If a business is deemed to be offering an appropriate six-month work placement for 16 to 24 year olds on Universal Credit and at risk of being long-term unemployed, the government will fund 100 per cent for each job at the relevant National Minimum Wage for 25 hours a week, plus associated employer National Insurance contributions and employer minimum automatic enrolment contributions.

The National Minimum Wage is £4.55 for under 18s, £6.45 for 18 to 20-year-olds, and £8.20 for 21 to 24 year olds; employers have the option to top up that payment. 

According to Jennifer Scott-Reid, the Guild’s head of employee engagement and development: “The government will also fund high quality work placements and training for 16 to 24 year olds. For the first time ever, the government will fund employers who provide trainees with work experience, at a rate of £1,000 per trainee.”

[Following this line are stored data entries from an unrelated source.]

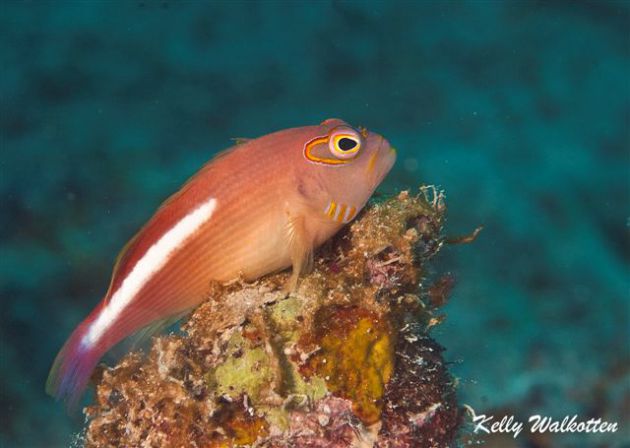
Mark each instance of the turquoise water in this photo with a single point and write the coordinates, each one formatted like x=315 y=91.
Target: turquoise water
x=519 y=110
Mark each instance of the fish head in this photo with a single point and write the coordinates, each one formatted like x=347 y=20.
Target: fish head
x=349 y=164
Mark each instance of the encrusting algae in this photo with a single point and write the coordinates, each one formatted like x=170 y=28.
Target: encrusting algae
x=344 y=361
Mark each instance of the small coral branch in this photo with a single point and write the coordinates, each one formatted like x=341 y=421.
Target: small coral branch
x=344 y=361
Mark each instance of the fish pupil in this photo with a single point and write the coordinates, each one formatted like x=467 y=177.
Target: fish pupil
x=346 y=144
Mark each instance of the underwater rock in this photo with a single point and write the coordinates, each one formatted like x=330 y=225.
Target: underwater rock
x=343 y=361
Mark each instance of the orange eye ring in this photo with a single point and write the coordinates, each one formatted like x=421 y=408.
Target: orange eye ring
x=344 y=143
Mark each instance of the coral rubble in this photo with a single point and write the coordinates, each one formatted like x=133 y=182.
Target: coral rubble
x=345 y=360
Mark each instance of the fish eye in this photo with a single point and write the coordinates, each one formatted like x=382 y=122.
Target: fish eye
x=344 y=143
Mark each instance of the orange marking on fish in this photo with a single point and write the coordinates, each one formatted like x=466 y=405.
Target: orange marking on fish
x=341 y=213
x=331 y=211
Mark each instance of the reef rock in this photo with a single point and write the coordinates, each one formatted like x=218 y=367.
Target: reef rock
x=344 y=361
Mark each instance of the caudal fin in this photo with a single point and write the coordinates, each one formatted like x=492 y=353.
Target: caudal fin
x=73 y=366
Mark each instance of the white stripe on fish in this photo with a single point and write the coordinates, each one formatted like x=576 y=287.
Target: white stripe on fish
x=151 y=262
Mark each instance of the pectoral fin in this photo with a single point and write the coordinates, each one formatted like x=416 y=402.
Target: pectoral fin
x=300 y=250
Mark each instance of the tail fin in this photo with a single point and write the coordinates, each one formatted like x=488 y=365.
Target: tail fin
x=70 y=373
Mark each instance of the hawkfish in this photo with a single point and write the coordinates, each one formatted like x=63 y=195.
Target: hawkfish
x=259 y=207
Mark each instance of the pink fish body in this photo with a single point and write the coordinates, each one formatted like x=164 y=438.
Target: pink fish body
x=260 y=207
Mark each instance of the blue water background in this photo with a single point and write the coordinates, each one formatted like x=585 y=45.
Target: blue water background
x=519 y=110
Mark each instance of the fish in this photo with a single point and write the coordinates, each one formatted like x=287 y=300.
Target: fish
x=260 y=207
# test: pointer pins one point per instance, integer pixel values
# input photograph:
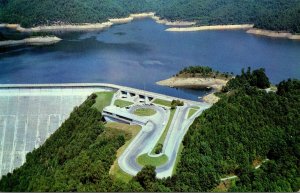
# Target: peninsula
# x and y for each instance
(199, 77)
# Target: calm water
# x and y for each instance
(140, 53)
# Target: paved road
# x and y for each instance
(146, 140)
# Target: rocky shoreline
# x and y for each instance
(197, 83)
(273, 34)
(212, 27)
(97, 26)
(192, 82)
(41, 40)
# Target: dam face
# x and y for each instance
(28, 116)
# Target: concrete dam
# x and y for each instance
(30, 114)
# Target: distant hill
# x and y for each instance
(268, 14)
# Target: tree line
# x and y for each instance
(279, 15)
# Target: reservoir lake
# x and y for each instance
(140, 53)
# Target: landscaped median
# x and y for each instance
(144, 112)
(162, 102)
(192, 111)
(145, 159)
(122, 103)
(131, 130)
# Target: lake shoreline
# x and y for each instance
(197, 83)
(41, 40)
(273, 34)
(97, 26)
(177, 26)
(210, 27)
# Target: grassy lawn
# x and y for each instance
(131, 131)
(162, 102)
(144, 112)
(154, 161)
(192, 112)
(178, 158)
(122, 103)
(103, 99)
(163, 136)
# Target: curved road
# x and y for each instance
(147, 138)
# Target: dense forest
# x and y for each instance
(202, 71)
(247, 127)
(267, 14)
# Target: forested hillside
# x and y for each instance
(267, 14)
(247, 127)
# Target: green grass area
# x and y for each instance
(144, 112)
(163, 136)
(192, 111)
(154, 161)
(162, 102)
(178, 157)
(103, 99)
(132, 130)
(122, 103)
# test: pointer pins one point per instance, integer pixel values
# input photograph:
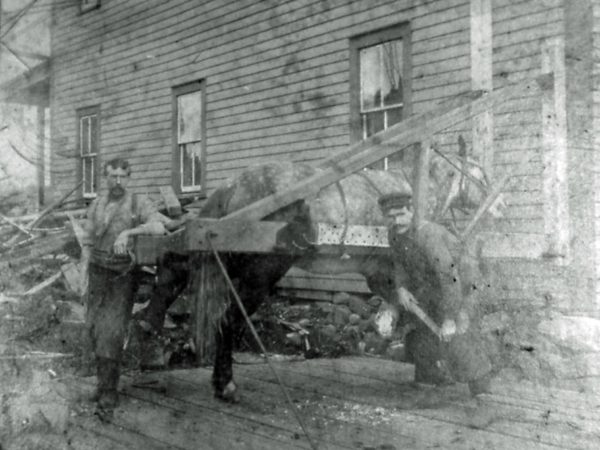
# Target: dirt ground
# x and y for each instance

According to Scott-Reid, the government is also looking to introduce a new payment of £2,000 to employers in England for each new apprentice they hire under 25 years old, and £1,500 for each new apprentice they hire aged 25 and over, from 1st August 2020 to 31st January 2021. 

These payments will be in addition to the existing £1,000 payment the government already provides for new 16 to 18-year-old apprentices.

For the purposes of these schemes, apprentices are defined as people aged 16 or over and combine working with studying to gain skills and knowledge in a specific job. 

Apprentices can be new or current employees. 

“Business can get government funding to cover some of the cost of training and assessing an apprentice if they are in England.  The business must also pay the apprentice at least the minimum wage,” says Scott-Reid. “The apprentice must work with experienced staff, learn job-specific skills and at least 20 per cent of their normal working hours should be spent training or study during their working week.”